Sie wechseln keine großen Worte am Anfang. Einer fängt an, die anderen setzen ein. Trompete und Saxofon spielen sich gegenseitig den Ball zu, einer wiederholt die Motive des anderen, erweitert sie. Die restlichen Instrumente – Schlagzeug, Klavier, Kontrabass – bilden den Klangteppich zu Kenny Barrons „Voyage“. Es ist, als wäre es schon immer so gewesen, an diesem Freitag im Burghauser Jazzkeller im Mautnerschloss in der Altstadt. Genau genommen ist es auch seit vielen Jahren so, nur ist es dieses Mal ein wenig anders.
Seit 2000 gibt es den Impro-Abend
Seit 2000 gibt es im Jazzkeller monatliche Jam-Sessions. Musiker treffen sich, bringen ihre Instrumente mit, manch einer wagt sich auf die Bühne und spielt mit den Profis. Nachdem Wolfgang Pietsch das Format ins Leben gerufen und 15 Jahre geleitet hatte, hatten zuletzt Robert von Siemens und Ernst Reiter übernommen.
Doch der Jazz im Jazzkeller hat mit der Zeit ein wenig an Schwung verloren. Nicht selten jammten die Musiker vor halbleeren Rängen, die Zuhörer überwiegend älteren Semesters. Daher erkundigte sich der Emmertinger (Lkr. Altötting) Musiker Wolfgang Hanninger, der eine Zeit lang einen Jazzclub in der Schweiz geleitet hatte und während der Pandemie wieder in die Heimat zurückgekehrt war, ob er das Zepter in die Hand nehmen und etwas am Konzept herumschrauben dürfe. Er durfte und änderte nicht nur den Namen des Formats in „B-Jazz Jam“.
Hanninger plante wochenlang seinen Einstand im Jazzkeller und holte mit Trompeter Bastien Rieser, der in Basel lebt und wirkt, einen Virtuosen als Zugpferd nach Burghausen. Die Opener-Band ergänzten beim Neustart Pianist Ernst Kreuzmair, Bassist Christian Schantz und Schlagzeuger Matthias Gmelin.
Nachdem der letzte Ton von „Voyage“ verklungen ist, richtet Hanninger ein paar Worte an seine Zuhörer. Und die Musiker rücken die Noten zurecht – weil sie das nächste Stück nicht auswendig beherrschen. Hanninger verzeiht’s – weil es eins ist, das aus seiner Feder stammt. Es heißt „Vielleicht (m)ein Weg“ und ist ein Song, der auf mehreren Ebenen funktioniert. Gerade an diesem Premieren-Freitag. Ein jedes Instrument findet in dem Stück den Weg, sich einzubringen, hervorzutreten und zu ergänzen. Und dann ist da freilich die Metaebene, die sich aufdrängt. Hanningers Weg, das ist ein Weg, der zu funktionieren scheint, wenngleich sich das erst nach einer Weile mit Gewissheit sagen lassen wird.

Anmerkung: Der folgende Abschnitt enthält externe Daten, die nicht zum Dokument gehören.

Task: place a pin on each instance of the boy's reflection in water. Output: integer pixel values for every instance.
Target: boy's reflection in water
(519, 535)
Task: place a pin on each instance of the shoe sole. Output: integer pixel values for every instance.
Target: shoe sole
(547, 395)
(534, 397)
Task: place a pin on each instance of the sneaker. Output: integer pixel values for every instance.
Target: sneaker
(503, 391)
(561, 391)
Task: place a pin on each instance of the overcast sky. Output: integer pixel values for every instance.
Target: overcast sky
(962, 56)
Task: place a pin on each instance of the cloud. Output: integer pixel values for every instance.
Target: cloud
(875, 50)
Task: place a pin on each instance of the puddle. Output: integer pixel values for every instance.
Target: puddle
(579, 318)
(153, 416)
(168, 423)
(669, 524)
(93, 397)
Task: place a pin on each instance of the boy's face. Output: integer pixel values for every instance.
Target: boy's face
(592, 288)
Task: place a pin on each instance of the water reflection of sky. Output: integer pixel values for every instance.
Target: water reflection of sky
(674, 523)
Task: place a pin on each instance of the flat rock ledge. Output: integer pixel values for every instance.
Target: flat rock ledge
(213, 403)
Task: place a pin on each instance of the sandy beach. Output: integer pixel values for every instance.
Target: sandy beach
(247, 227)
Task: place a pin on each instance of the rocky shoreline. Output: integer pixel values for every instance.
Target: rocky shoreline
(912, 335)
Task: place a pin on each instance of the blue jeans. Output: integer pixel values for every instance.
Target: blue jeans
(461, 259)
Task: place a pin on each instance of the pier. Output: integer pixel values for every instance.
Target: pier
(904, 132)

Der Weg über eine Openerband mit immer einem Zugpferd, die den ersten Teil der Session gestaltet, die auch mal Nachwuchsmusikern eine Chance geben wird, kommt an. Auch bei der Premiere, in der alle Plätze besetzt sind und diese angenehm leichte Atmosphäre im Jazzkeller herrscht. Es ist zwar immer noch vorwiegend die ältere Generation, die gekommen ist, aber ein paar jüngere Zuhörer sind bereits darunter.
Andreas Bentlage aus dem Vorstand der veranstaltenden IG Jazz hofft, dass sich diese Entwicklung fortsetzt, dass der Jazzkeller wieder zu dem wird, was er einmal war: einer Keimzelle der Nachwuchsjazzer, einer Anlaufstelle für Musikbegeisterte von Passau bis Salzburg.
Zählte nicht der Wohnort, sondern das Herkunftsland, dann wäre der letzte Wunsch von Bentlage schon bei der Premiere bereits mehr als in Erfüllung gegangen. Nachdem die Openerband eine Stunde lang Programm gemacht hat, wagt sich ein älterer Herr mit seiner Trompete auf die Bühne. Bastien Rieser überlässt ihm gern das Feld. Aus Neuseeland komme er, erzählt der Hobbymusiker. Allerdings lebe er schon seit geraumer Zeit in Kirchanschöring im Landkreis Traunstein. Jeden ersten Freitag im Montag gebe es von nun an die neue Jam-Session, erklärt ihm Hanninger. Der Herr freut sich. „Oh great.“ Der Mann will künftig öfter kommen.